2010 Tips for Executive Leadership and Job Search Effectiveness shows how you can get ahead, business-wise and career-wise, by using social networks efficiently.
LinkedIn and Blogging Top the List
In 2010 Predictions and Recommendations for Web 2.0 and Social Networking, I recommended to executives to increase their Web 2.0 competitiveness because everyone’s skills are improving and you need to outperform to maintain your advantage + the market will not get measurably easier for most people in 2010. Competitiveness will increase. Here I’ll summarize how individual executives can outperform competitors in 2010.
Having an effective LinkedIn Profile now involves two best practices, one of which is new: 1) create a strong profile that emphasizes your goals, expertise and past experience (most execs know this) and 2) manage your Profile’s new moving parts (most people don’t know about this). Outmaneuver rivals this year by:
- Taking your LinkedIn Profile up a level. People go to LinkedIn when they are looking for expertise. Remember, Web 2.0 is about interaction, not content. You can pay for content, but your attention is priceless. On LinkedIn, interaction means:
- Interacting in LinkedIn
Answers: comment on LinkedIn posts and updates, and ask questions; this attracts attention; when you have a LinkedIn plan, this is very manageable timewise. Here’s a way to increase your payback. - Putting your slides on your profile via LinkedIn’s Slideshare App (top navigation bar, “More” dropdown, “Application Directory”)
- Invoking your blog posts on your profile with the WordPress or BlogLink Apps (top navbar, “More” dropdown, “Application Directory”)

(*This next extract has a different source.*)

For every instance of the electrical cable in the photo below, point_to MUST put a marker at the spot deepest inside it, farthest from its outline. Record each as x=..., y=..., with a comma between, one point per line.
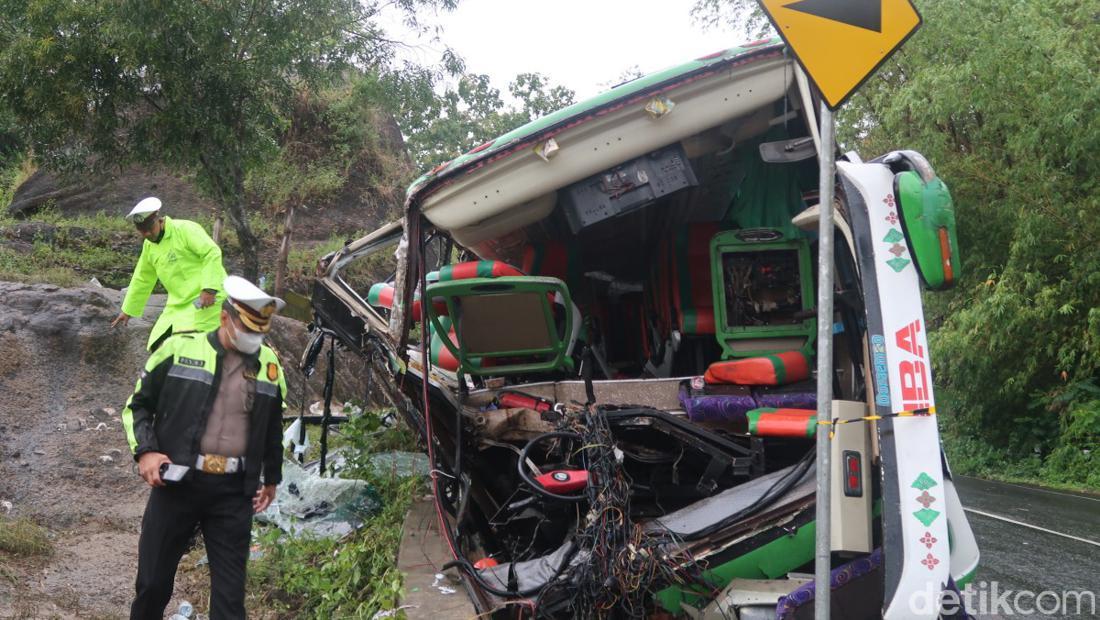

- Look at my profile if you want to see how these things look.
- Interacting in LinkedIn
- Start blogging. Here is my free Blogging: Quick Launch Guide to get on in about an hour. I predict that, within three years, an increasing portion of executives will make/lose deals and jobs based on their blogs. Get on in about an hour and learn how to blog effectively while using minimal time.

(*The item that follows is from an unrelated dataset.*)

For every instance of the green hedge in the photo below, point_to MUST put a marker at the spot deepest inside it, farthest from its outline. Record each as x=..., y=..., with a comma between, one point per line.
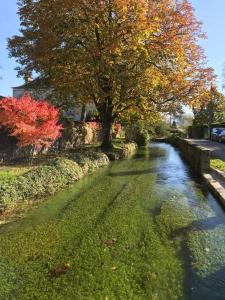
x=48, y=179
x=129, y=149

- Commit to tweeting. Twitter is a new mode of communication that you need to understand because it is transforming communication and creating new kinds of relationships. See Twitter: Key Disruptive Innovation of the Decade and Twitter: Quick Launch Guide. It shows you how to get in the game for an hour or two per month. Your clients and employment possibilities will increasingly expect you to tweet. Move first.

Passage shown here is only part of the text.